To negotiate Sabine Pass all vessels except small boats take one of the two river channels. No seagoing ship can traverse the Pass without great risk of running aground should it stray from one of the channels. The inevitable course of any steam-powered warship, including shallow-draft gunboats then common to the U.S. Navy, would use one of the channels, both of which are within fair range of the fort’s six smoothbores.

Dowling spends the summer of 1863 at the earthen fort instructing his men in gunnery. On September 8, 1863 a Union Navy flotilla of some 22 gunboats and transports with 5,000 men accompanied by cavalry and artillery arrive off the mouth of Sabine Pass. The plan of invasion is sound, but monumentally mismanaged. Four of the flanking gunboats are to steam up the pass at speed and draw the fire of the fort, two in each channel, a tactic which had been used successfully in subduing the defensive fortifications of Mobile and New Orleans prior to this. This time, however, Dowling’s artillery drills pay off as the Confederates pour a rapid and withering fire onto the incoming gunboats, disabling and capturing two, while the others retreat in disarray. The rest of the flotilla retreats from the mouth of the pass and returns ignominiously to New Orleans, leaving the disabled ships with no option but to surrender to Dowling. With a command of just 47 men, Dowling had thwarted an attempted invasion of Texas, in the process capturing two gunboats, some 350 prisoners and a large quantity of supplies and munitions.

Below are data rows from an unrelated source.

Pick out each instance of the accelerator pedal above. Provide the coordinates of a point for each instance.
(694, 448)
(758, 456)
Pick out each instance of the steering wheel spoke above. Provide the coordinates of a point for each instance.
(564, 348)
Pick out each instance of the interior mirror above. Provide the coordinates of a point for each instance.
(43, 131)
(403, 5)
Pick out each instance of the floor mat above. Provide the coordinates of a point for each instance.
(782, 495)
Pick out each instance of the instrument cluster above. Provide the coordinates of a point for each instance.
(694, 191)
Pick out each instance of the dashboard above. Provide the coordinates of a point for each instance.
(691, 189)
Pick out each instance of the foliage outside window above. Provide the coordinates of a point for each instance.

The Confederate government offers its gratitude and admiration to Dowling, now promoted to Major, and his unit, as a result of their battlefield prowess. In gratitude, the ladies of Houston present the unit with specially struck medals, which are actually Mexican eight reale coins with both faces sanded down and inscribed “Sabine Pass, 1864” on one side and a Maltese cross with the letters D and G on the other. Because of the official recognition given to the action, it is now accepted that these Davis Guard Medals are the only medals of honor issued by the Confederate government, and consequently are collector’s items today.

After the battle of Sabine Pass Dowling is elevated to hero status in his hometown of Houston. He subsequently serves as a recruiter for the Confederacy and is personally commended for his action at the battle by Jefferson Davis. After the war he returns to his saloon business and quickly becomes one of the city’s leading businessmen.

Dowling’s promising future is cut short by another yellow fever epidemic which devastates Houston in the late summer of 1867, and he dies on September 23, 1867. He is buried at St. Vincent’s Catholic Cemetery, the oldest Catholic cemetery in Houston.